One barrier to understanding metastatic heterogeneity has been a paucity of model systems that capture this natural variation and allow for direct assessments of paired primary tumors and metastases in vivo. This has limited the ability to define factors intrinsic to primary tumors that influence the extent of metastatic spread. We previously developed an autochthonous model of PDAC—the KPCX model—that employs multiplexed fluorescence-based labeling to track the simultaneous development of multiple primary tumor cell lineages and follow them as they metastasize (32). Importantly, this technique facilitates confirmation of lineage relationships in vivo, such that primary tumor clones with substantial metastatic potential can be distinguished from those having poor metastatic potential. Here, we show that this system recapitulates the variation in metastatic burden found in human PDAC, and we use it to dissect molecular and cellular features contributing to metastatic heterogeneity.
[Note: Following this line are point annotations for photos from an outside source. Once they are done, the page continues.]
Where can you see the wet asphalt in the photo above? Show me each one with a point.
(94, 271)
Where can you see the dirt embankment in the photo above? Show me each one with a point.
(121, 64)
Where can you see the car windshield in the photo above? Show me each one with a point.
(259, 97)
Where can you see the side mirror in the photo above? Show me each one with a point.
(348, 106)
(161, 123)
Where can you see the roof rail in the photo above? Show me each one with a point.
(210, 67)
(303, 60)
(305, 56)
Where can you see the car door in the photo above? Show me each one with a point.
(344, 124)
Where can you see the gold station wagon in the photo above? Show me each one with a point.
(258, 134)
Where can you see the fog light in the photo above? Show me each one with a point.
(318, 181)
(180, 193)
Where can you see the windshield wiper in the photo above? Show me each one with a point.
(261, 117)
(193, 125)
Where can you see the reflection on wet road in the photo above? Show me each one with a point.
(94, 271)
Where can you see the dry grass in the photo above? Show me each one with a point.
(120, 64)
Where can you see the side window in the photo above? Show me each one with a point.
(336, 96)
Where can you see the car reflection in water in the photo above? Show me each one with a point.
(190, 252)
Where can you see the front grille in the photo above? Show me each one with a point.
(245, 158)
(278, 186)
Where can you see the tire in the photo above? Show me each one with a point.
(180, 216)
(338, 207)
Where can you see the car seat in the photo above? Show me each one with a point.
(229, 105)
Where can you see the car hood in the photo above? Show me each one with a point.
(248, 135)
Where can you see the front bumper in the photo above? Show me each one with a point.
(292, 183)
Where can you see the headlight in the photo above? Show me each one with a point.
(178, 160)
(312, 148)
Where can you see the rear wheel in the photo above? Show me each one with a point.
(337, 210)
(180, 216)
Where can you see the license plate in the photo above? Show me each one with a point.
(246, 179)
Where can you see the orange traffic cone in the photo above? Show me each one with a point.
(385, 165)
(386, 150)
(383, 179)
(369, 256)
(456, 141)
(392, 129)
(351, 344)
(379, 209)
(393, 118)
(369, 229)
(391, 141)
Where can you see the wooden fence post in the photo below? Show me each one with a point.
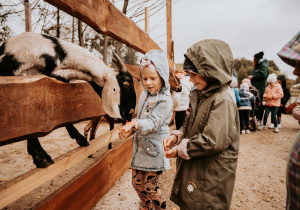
(27, 16)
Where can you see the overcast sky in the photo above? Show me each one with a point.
(248, 26)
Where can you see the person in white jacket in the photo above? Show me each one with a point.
(181, 99)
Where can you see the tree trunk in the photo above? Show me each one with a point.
(80, 34)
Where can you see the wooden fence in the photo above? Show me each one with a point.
(34, 106)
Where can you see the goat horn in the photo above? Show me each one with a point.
(119, 63)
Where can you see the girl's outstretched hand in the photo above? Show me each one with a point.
(172, 153)
(169, 142)
(126, 130)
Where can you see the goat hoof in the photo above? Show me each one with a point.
(41, 163)
(82, 142)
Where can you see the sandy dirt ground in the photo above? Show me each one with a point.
(260, 179)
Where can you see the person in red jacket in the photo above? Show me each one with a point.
(273, 94)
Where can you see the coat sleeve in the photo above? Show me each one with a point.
(159, 114)
(296, 110)
(286, 96)
(278, 94)
(261, 74)
(218, 132)
(237, 96)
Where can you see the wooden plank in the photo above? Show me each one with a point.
(14, 189)
(27, 16)
(25, 100)
(146, 20)
(106, 19)
(169, 29)
(86, 189)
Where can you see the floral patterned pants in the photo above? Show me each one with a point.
(146, 184)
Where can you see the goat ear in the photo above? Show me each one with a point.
(119, 63)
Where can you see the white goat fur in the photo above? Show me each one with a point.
(78, 64)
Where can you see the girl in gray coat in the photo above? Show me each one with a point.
(154, 112)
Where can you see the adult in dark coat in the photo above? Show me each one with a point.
(258, 79)
(286, 96)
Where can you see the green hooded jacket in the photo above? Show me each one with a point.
(206, 180)
(260, 74)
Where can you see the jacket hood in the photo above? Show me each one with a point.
(214, 62)
(160, 61)
(234, 82)
(272, 78)
(282, 79)
(245, 86)
(263, 60)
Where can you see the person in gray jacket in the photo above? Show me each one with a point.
(154, 111)
(207, 144)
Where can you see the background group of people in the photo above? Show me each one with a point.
(206, 145)
(259, 95)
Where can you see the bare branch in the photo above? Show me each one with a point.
(151, 14)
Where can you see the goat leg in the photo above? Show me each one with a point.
(74, 134)
(40, 157)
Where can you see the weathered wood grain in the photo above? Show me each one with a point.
(34, 106)
(86, 189)
(19, 186)
(106, 19)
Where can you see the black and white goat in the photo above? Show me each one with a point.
(33, 54)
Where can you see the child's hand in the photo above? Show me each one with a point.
(123, 135)
(129, 125)
(172, 153)
(169, 142)
(126, 130)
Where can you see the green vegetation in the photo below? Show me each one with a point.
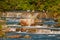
(48, 5)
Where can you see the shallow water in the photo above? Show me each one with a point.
(35, 36)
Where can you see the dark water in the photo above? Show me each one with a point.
(35, 36)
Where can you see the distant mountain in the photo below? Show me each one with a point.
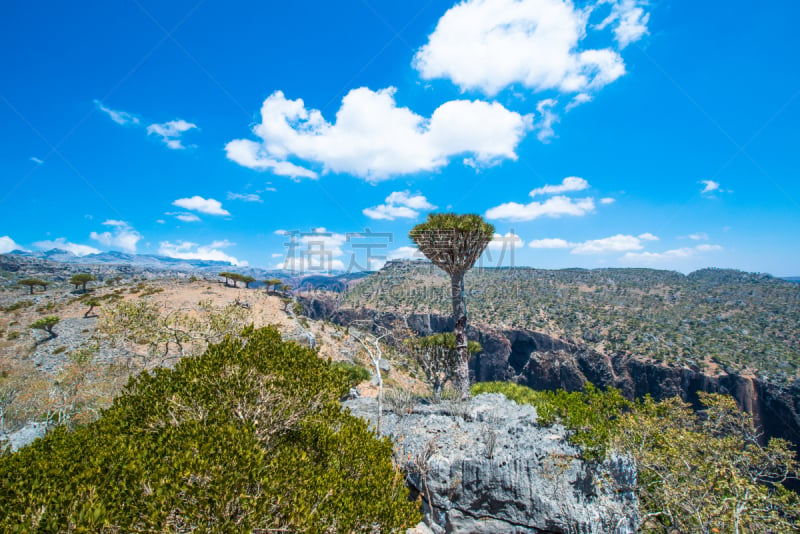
(711, 318)
(120, 258)
(115, 263)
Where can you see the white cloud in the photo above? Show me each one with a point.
(616, 243)
(551, 243)
(317, 250)
(203, 205)
(120, 117)
(699, 236)
(373, 138)
(544, 126)
(669, 255)
(399, 205)
(406, 253)
(122, 236)
(710, 186)
(185, 250)
(492, 44)
(577, 100)
(63, 244)
(628, 19)
(171, 132)
(570, 183)
(505, 242)
(552, 207)
(252, 155)
(7, 245)
(246, 197)
(184, 216)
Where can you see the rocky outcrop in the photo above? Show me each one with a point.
(543, 362)
(485, 466)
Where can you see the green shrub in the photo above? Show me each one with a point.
(703, 472)
(248, 435)
(17, 305)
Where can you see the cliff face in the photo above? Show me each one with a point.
(543, 362)
(485, 466)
ResultsMetastatic Burden Is Variable in Human and Murine PDAC

Although most patients with PDAC have metastases (principally liver and lung), the number of metastases is highly variable from patient to patient (33, 34). Importantly, data regarding metastases have largely been obtained at autopsy and thus are confounded by varying treatment histories and reseeding due to end-stage disease (4). Thus, we first sought to characterize the burden of metastases in treatment-naive patients. To this end, we performed a retrospective analysis of initial computed tomography (CT) scans from 55 patients newly diagnosed with metastatic (stage IV) PDAC (Fig. 1A). The total number of lesions in the lung and liver was counted by examining both coronal and sagittal planes for both organs and binned into groups of 10, revealing a wide distribution of metastatic burden (Fig. 1B). K-means clustering identified two metastatic subgroups: a MetLow subgroup (≤10 metastases, 25/55) and a MetHigh subgroup (>10 metastases, 30/55; Fig. 1B; Supplementary Fig. S1A). Primary tumor size, age, sex, and race were not correlated with differences in metastatic burden (Fig. 1C; Supplementary Fig. S1B). However, having a greater number of metastases was associated with worse overall survival (Fig. 1D). Thus, even among patients with stage IV PDAC, metastatic burden is variable and correlates with clinical outcome.

Figure 1.

Advanced pancreatic tumors exhibit intertumoral differences in their propensity for metastasis. A, CT imaging of human PDAC liver metastasis demonstrating heterogeneity in metastatic burden in stage IV disease. Arrowheads indicate solitary metastasis in the top image and selected metastases in the bottom. B, Density plot and histogram showing the distribution of total (liver and lung) metastases enumerated from CT scans of human stage IV PDAC at the time of diagnosis (n = 55). Values above each histogram bar represent the number of patients in each group. The vertical dotted line (red) represents the cutoff between MetLow tumors [≤10 metastases (mets)] and MetHigh tumors (>10 mets) determined by k-means clustering. C, Quantification of tumor area (based on tumor dimensions from largest cross-sectional plane on imaging) comparing MetLow and MetHigh cases from the cohort in B. D, Overall survival analysis of the cohort in B. E, Top, schematic view of the KPCXY model, showing multiple primary tumors distinguishable by color arising in the pancreas with matched metastases in the liver. Bottom, representative fluorescent stereomicroscopic images showing a YFP+ tumor adjoining a CFP+ tumor in the pancreas (left) and liver metastases derived from the CFP+ tumor in the same animal (right). F, Density plot and histogram showing the distribution of total (liver and lung) metastases enumerated at autopsy of KPCXY mice. Values above each histogram bar represent the number of tumors giving rise to the indicated number of metastases, based on color (n = 85 tumors from 30 KPCXY mice). The vertical dotted line (red) represents the cutoff between MetLow tumors (≤10 mets, n = 58) and MetHigh tumors (>10 mets, n = 28) determined by k-means clustering. G, Quantification of tumor area comparing MetLow and MetHigh tumors from the cohort in F. Statistical analysis by Student unpaired t test with P values indicated (ns, not significant). Box-and-whisker plots in C and G indicate mean and interquartile range. Scale bar for E, 1 mm.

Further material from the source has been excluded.